Oda Masaaki, Kurasawa Yasuhiro, Todokoro Kazuo, Nagata Yuka
Laboratory of Molecular Cell Science, RIKEN (The Institute of Physical and Chemical Research), 2-1 Hirosawa, Wako, Saitama 351-0198, Japan.
Genes Cells. 2003 Jan;8(1):9-15. doi: 10.1046/j.1365-2443.2003.00610.x.
We previously reported that the expressions of two CXC chemokines, neutrophil activating peptide-2 (NAP-2) and platelet factor-4 (PF-4), were induced by megakaryocyte-specific cytokine thrombopoietin (TPO) in mouse bone marrow megakaryocytes. The roles of these chemokines on megakaryocyte maturation/differentiation processes, including polyploidization and proplatelet formation (PPF) remain unresolved.
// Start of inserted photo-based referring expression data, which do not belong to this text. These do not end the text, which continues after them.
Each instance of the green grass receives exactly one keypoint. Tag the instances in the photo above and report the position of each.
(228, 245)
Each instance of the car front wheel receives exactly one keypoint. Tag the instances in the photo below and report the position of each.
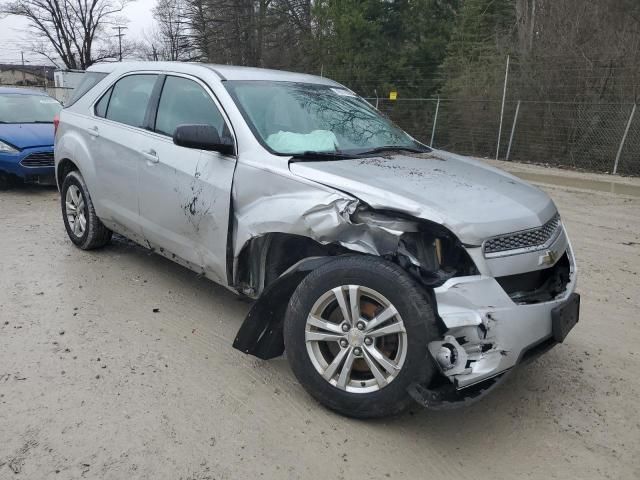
(83, 226)
(356, 335)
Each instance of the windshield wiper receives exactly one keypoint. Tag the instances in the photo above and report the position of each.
(391, 148)
(312, 155)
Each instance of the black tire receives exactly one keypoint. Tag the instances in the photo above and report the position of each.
(95, 234)
(411, 302)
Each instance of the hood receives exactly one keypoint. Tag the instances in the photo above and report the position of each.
(470, 198)
(25, 135)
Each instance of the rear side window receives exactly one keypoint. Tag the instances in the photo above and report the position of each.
(129, 99)
(182, 102)
(89, 80)
(101, 106)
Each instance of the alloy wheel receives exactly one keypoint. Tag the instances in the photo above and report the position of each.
(356, 339)
(75, 211)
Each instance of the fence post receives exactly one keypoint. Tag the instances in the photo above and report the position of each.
(435, 121)
(513, 129)
(624, 139)
(504, 96)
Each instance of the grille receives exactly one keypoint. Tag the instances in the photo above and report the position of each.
(40, 159)
(532, 239)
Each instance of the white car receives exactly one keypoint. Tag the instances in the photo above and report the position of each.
(388, 271)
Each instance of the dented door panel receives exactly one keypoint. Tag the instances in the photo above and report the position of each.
(184, 206)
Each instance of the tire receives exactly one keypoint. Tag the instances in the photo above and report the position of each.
(84, 228)
(381, 284)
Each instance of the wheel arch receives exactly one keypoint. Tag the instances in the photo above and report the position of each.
(63, 168)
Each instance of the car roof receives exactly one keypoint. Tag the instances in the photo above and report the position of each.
(22, 91)
(224, 72)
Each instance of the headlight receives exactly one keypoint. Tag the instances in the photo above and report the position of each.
(6, 148)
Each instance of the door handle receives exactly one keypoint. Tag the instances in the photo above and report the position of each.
(150, 155)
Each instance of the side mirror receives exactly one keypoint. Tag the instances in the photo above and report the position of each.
(202, 137)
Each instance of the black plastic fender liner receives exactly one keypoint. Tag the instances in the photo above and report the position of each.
(261, 332)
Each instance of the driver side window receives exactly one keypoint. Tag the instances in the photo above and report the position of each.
(184, 101)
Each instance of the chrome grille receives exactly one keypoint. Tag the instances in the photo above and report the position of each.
(532, 239)
(39, 159)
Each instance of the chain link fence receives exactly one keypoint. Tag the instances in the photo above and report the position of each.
(62, 94)
(602, 137)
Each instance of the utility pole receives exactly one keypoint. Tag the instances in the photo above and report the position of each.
(24, 80)
(120, 35)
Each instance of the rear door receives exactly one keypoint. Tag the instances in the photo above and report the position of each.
(117, 134)
(185, 193)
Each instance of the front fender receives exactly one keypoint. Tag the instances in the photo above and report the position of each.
(261, 333)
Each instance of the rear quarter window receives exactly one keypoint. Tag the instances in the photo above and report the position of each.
(89, 80)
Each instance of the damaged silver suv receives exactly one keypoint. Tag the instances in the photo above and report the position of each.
(387, 271)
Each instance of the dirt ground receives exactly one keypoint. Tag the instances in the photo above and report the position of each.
(118, 364)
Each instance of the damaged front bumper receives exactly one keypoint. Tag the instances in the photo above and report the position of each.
(488, 333)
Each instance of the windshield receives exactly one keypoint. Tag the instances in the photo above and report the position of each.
(292, 118)
(21, 108)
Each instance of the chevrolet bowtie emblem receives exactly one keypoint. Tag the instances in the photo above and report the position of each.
(549, 258)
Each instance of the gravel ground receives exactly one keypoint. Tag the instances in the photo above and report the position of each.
(118, 364)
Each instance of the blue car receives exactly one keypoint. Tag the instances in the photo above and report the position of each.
(26, 135)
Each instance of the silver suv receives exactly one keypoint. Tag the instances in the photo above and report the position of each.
(387, 271)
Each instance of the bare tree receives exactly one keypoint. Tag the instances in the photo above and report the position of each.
(171, 39)
(71, 28)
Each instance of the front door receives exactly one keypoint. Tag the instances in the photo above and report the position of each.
(184, 194)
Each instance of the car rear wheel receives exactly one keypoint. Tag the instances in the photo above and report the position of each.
(83, 226)
(356, 335)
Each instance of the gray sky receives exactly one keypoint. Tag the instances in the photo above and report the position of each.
(14, 35)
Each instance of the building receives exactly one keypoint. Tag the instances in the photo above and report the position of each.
(32, 75)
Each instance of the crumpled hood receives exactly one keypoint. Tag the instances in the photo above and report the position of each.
(472, 199)
(25, 135)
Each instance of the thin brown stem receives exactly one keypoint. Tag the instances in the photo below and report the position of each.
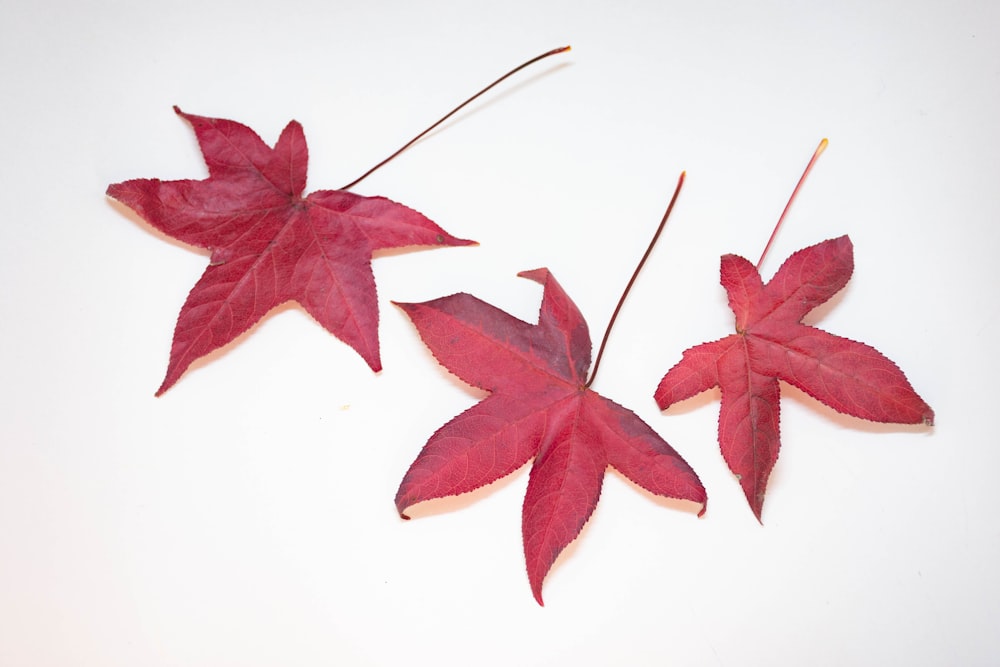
(812, 161)
(451, 113)
(631, 281)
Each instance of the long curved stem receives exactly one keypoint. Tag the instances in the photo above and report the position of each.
(631, 281)
(819, 149)
(451, 113)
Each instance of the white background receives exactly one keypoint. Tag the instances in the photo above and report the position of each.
(246, 517)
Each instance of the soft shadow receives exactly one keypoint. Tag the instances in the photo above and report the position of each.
(135, 219)
(449, 504)
(788, 392)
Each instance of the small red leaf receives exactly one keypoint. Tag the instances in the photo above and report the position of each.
(772, 344)
(270, 244)
(539, 407)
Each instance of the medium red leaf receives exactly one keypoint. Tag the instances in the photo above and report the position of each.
(270, 244)
(538, 407)
(772, 344)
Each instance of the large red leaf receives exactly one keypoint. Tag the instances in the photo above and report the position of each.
(270, 244)
(772, 344)
(538, 407)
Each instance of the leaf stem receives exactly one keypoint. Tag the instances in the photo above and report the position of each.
(812, 161)
(451, 113)
(631, 281)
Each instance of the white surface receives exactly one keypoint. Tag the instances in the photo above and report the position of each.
(246, 517)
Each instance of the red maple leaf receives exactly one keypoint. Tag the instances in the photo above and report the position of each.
(772, 344)
(540, 407)
(270, 244)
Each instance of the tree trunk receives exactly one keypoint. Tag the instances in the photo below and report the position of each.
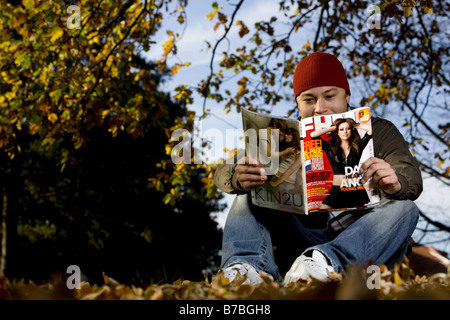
(3, 243)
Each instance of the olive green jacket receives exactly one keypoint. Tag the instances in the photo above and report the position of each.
(389, 145)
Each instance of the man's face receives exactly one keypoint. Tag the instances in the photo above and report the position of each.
(322, 100)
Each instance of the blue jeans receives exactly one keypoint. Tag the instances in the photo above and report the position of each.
(271, 240)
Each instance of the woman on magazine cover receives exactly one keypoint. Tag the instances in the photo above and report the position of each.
(344, 149)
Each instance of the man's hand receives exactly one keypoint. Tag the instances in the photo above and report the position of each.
(249, 174)
(383, 176)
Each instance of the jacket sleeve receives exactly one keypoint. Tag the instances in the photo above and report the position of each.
(392, 147)
(225, 179)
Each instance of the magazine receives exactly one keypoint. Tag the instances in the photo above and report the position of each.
(312, 164)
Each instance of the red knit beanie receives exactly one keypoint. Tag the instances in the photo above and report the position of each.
(317, 70)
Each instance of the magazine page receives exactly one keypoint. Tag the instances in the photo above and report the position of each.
(334, 147)
(275, 143)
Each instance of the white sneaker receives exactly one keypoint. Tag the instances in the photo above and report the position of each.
(315, 267)
(244, 269)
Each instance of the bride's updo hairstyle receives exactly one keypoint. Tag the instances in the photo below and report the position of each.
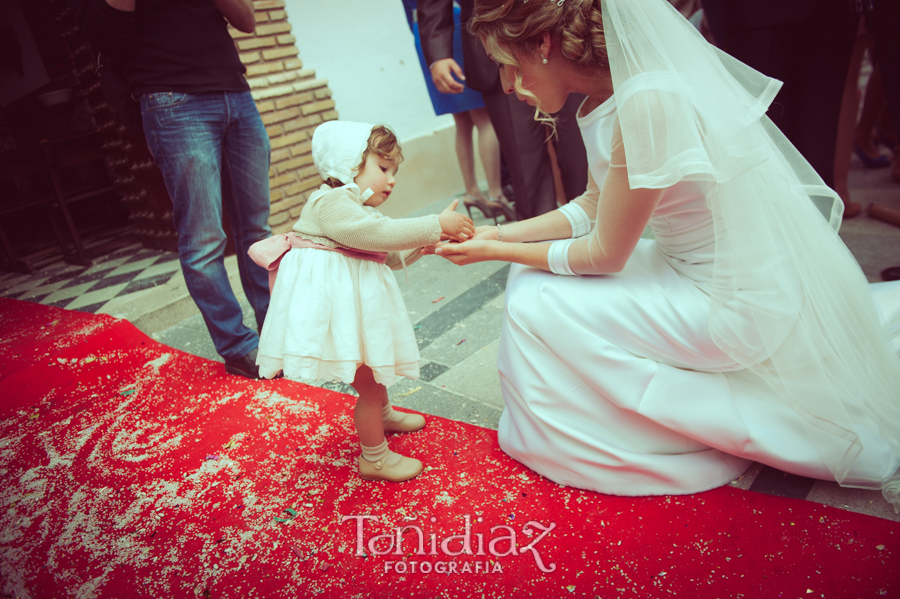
(575, 27)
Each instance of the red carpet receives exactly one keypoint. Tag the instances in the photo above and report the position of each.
(130, 469)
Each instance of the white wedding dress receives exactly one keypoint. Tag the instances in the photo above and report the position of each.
(614, 383)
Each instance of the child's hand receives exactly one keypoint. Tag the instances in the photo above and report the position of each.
(455, 225)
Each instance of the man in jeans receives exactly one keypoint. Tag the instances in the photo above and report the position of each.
(207, 138)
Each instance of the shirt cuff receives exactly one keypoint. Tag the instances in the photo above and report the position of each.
(558, 257)
(578, 218)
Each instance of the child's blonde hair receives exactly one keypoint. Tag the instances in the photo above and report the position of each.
(382, 142)
(575, 27)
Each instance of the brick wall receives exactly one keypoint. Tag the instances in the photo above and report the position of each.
(291, 101)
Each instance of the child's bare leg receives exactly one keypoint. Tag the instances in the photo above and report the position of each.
(377, 461)
(367, 414)
(399, 422)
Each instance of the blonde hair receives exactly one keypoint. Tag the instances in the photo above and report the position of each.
(575, 28)
(382, 142)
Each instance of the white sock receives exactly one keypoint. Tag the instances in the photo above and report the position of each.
(388, 413)
(380, 452)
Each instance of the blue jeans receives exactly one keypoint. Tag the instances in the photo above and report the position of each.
(213, 151)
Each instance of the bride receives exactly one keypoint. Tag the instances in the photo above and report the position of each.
(744, 331)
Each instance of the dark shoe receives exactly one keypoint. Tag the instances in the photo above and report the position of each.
(502, 206)
(879, 161)
(852, 209)
(891, 274)
(245, 367)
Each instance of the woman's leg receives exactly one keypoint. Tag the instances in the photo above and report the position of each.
(489, 150)
(847, 128)
(367, 414)
(465, 153)
(873, 106)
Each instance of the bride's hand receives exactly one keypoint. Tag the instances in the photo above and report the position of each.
(487, 233)
(468, 252)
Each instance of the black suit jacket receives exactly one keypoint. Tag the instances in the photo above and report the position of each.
(435, 19)
(738, 15)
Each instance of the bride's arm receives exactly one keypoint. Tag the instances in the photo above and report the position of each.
(552, 225)
(622, 214)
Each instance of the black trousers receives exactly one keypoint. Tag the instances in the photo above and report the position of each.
(522, 141)
(884, 25)
(811, 57)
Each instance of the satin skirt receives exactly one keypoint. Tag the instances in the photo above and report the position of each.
(613, 384)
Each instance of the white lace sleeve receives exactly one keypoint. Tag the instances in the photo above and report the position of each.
(578, 218)
(558, 256)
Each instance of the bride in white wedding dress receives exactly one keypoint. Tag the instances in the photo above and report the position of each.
(744, 331)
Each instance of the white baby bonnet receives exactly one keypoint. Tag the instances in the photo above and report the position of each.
(337, 149)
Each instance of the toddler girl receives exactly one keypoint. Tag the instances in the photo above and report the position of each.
(336, 313)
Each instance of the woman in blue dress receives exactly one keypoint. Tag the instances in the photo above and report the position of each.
(469, 113)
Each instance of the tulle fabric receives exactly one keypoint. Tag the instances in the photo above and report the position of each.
(789, 302)
(330, 314)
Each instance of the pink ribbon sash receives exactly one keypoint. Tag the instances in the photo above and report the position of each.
(269, 252)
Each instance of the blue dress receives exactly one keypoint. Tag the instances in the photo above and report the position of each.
(444, 103)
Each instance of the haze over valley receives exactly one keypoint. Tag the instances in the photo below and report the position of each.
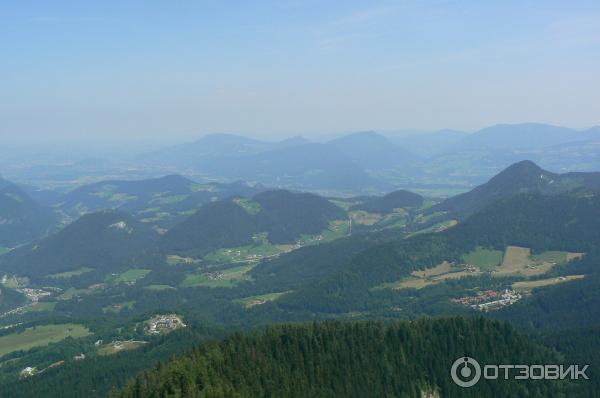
(300, 199)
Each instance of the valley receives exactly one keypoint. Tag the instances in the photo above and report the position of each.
(281, 256)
NAP-2 and PF-4 suppressed the PPF of mature megakaryocytes freshly prepared from mouse bone marrow as well as that of the megakaryocyte progenitors, c-Kit+CD41+ cells, isolated from mouse bone marrow and cultured with TPO. NAP-2 and PF-4 inhibited polyploidization of c-Kit+CD41+ cells in the presence of TPO, and also inhibited the proliferation of c-Kit+CD41+ cells.
NAP-2 and PF-4 produced by TPO stimulation in megakaryocytes suppress megakaryocyte maturation and proliferation as a feedback control.
我们之前报道过,两种CXC趋化因子,即中性粒细胞激活肽-2(NAP-2)和血小板因子-4(PF-4),在小鼠骨髓巨核细胞中由巨核细胞特异性细胞因子血小板生成素(TPO)诱导表达。这些趋化因子在巨核细胞成熟/分化过程中的作用,包括多倍体化和前血小板形成(PPF),仍未明确。
NAP-2和PF-4抑制了从小鼠骨髓新鲜制备的成熟巨核细胞以及从小鼠骨髓分离并与TPO一起培养的巨核细胞祖细胞c-Kit+CD41+细胞的PPF。NAP-2和PF-4在TPO存在的情况下抑制了c-Kit+CD41+细胞的多倍体化,并且还抑制了c-Kit+CD41+细胞的增殖。
巨核细胞中TPO刺激产生的NAP-2和PF-4作为反馈控制抑制巨核细胞的成熟和增殖。